Friday, February 1, 2013

Teaching and learning



It’s Friday, February 1st.  The alliteration in this date reminds me of Martin, my Korean student in grade 11.  I spent a total of three hours this week trying to help him learn literary terms.  What a drag for both of us!  We made an effort to enliven the ordeal by inventing ludicrous examples for each of the terms so that they might stick in his head.  He seems to have a good memory, but it’s being taxed to the limit by four typed pages of terms he’s hardly ever used and likely rarely will.  I finally discovered that he had a list of about 20 of the terms written without definitions on a page that was stuffed into his binder among a lot of other disorganized material.  He seemed to be completely clueless about why he’d written them, but I thought his teacher must have had them make a list of the terms that were most likely to be on the test, so we concentrated on them.  He had not kept copies of any of the poems that they had worked on in class.  The study of English literature is beyond him for many reasons.  First, the language in “Macbeth” and even Lord of the Flies, let alone poetry is more than he can cope with, and second, the whole idea of going beyond memorization to application and appreciation is right out of his ken.  He will be able to write the definitions because he will memorize them.  I can only hope that some of our crazy examples will stick in his head too and help him to find similar ones in the works he is presented with on the test.  

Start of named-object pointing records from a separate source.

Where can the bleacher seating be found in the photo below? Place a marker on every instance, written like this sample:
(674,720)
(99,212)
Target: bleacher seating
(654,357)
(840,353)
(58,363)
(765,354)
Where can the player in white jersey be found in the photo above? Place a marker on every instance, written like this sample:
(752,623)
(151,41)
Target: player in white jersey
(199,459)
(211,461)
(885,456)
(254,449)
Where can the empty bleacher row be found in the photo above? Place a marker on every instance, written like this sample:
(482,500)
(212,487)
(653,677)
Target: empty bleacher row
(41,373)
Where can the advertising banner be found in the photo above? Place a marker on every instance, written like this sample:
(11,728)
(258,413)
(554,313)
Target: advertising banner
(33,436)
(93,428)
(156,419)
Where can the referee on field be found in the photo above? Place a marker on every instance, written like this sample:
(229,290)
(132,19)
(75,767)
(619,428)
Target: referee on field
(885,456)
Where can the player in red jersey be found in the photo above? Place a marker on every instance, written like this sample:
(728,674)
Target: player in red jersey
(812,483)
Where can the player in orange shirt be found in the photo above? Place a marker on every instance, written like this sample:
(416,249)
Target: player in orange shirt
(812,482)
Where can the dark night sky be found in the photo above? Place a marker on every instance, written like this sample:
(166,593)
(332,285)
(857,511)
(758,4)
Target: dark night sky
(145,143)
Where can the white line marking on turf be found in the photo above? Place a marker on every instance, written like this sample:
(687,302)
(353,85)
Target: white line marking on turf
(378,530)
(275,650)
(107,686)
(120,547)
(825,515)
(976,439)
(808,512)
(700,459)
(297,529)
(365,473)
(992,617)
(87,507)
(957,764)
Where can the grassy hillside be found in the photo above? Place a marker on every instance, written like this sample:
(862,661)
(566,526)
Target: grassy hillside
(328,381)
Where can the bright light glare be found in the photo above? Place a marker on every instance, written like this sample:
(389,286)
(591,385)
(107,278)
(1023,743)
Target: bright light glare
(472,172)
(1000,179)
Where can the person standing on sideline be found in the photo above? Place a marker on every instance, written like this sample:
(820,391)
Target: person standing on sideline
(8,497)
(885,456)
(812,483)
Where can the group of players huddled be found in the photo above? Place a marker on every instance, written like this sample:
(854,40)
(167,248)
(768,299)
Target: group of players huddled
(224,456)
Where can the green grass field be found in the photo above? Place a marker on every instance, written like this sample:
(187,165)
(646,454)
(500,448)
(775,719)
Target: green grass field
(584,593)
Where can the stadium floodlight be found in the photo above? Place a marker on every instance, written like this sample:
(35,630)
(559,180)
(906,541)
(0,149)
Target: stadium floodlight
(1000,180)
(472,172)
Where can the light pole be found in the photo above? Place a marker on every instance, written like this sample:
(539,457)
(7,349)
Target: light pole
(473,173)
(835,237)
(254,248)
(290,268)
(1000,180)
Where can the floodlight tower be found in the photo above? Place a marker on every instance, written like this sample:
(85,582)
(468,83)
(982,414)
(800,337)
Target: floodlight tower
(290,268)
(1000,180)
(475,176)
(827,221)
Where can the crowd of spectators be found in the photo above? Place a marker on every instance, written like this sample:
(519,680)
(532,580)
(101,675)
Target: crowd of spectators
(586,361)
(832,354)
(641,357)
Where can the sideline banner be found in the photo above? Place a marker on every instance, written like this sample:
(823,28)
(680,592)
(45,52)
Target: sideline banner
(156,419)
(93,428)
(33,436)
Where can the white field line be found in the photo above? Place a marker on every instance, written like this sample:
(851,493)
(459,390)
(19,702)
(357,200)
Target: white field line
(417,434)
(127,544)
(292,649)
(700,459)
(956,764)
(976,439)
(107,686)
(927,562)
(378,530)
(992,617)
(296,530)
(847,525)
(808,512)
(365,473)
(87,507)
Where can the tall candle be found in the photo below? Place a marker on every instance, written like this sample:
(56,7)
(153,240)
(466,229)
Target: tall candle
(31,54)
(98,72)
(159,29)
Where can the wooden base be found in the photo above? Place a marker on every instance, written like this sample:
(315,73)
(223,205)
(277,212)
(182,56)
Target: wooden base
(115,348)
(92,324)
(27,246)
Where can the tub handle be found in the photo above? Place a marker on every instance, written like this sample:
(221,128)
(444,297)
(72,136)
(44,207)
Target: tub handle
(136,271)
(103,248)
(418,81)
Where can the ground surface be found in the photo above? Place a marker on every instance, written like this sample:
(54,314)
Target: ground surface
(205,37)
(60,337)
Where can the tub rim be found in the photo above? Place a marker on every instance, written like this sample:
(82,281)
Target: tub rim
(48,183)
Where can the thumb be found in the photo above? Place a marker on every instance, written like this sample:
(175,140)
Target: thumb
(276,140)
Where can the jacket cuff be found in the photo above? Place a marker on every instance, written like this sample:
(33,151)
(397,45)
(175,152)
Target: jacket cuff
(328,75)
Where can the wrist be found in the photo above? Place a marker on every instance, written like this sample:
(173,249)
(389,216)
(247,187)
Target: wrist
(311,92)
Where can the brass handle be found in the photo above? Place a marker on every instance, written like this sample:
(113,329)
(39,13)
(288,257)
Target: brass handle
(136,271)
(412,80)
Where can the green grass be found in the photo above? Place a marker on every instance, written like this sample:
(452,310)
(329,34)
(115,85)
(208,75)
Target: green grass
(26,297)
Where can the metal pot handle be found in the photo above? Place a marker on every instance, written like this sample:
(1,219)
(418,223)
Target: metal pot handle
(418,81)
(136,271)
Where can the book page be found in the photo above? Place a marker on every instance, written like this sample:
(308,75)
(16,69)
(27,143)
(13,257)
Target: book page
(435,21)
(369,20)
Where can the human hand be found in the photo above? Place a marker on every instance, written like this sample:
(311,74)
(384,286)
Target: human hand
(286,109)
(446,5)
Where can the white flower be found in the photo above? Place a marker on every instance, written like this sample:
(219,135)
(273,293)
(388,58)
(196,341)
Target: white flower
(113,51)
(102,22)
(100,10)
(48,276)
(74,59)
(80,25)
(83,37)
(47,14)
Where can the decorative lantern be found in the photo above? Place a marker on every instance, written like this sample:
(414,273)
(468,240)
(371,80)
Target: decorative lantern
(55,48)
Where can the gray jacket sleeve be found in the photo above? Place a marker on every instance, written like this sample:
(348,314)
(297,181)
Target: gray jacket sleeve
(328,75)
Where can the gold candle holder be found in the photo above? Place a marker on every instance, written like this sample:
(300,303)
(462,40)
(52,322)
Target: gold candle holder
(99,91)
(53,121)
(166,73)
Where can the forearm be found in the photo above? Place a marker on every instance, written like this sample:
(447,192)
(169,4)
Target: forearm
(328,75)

Tutoring his sister Stella provided me with a much more positive experience this week.  She had asked me a while ago to speak to her grade 6 class about teaching.  I agreed and had a vague idea of what I would say, but as the date approached, I began to get nervous.  I wrote the ideas down on a sheet of paper, tried to order them and interject a few lively examples.  I had a big map of North America and bought another of the world to use to illustrate points.  I pulled out the old one-room schoolhouse bell I have kept since I found it in a cottage we bought on Lake Superior when I was in high school to use as a prop.  With only 2 days left, I actually got out cards and put key ideas down on them.  I knew I’d shake a bit; I didn’t do that in my own classes when I taught, but I have done when I’ve had to speak before, as president of the union at the Lycee Claudel or on a few other occasions.  Even when Jim and I got married in my own home, the dry grasses that I had gathered shook raspingly in my hands as I stood and said the few words I had to in front of family and friends.  As it turned out, I was marvelously calmed by the familiar smell and atmosphere the moment I entered the school, but my hands shook a little bit as I wrote the theme of the talk on the board: 
Students and Teachers
Are not such different creatures.

Then I remembered that nothing works like asking for help, so I asked if 4 kids could help me put up the maps.  Hands flew up and I had nothing but cooperation and interest from then on.  I went from a lesson I learned in kindergarten, to how I became a teacher, to what it was like teaching in a French school full of kids from all over the world, to the fact that my son is teaching in Korea and finally that Stella’s mom is trying to teach me Korean.  This was punctuated by students teaching each other about themselves by coming to the board to point out on the maps where they had been born, lived and gone to school.  Forty-five minutes went by quickly.  I had to drop some of what I had planned to say in an effort to complete the circle and end the presentation by reiterating that throughout our lives we are all both students and teachers.  I was exhilarated by the end of it all.  Then I drove to Stella’s house where her mom thanked me by teaching me how to make kimbap.  We had a wonderful lunch of miso soup with tofu and green onion, kimbap with kimchee and bolgugi.   It was all good.

1 comment:

  1. Wonderful piece, Jan! I love your observations about your nerves, and the "dry grasses' that "shook raspingly"... and then the bit about asking for help which captivated the students. I would have loved to have been in on the class!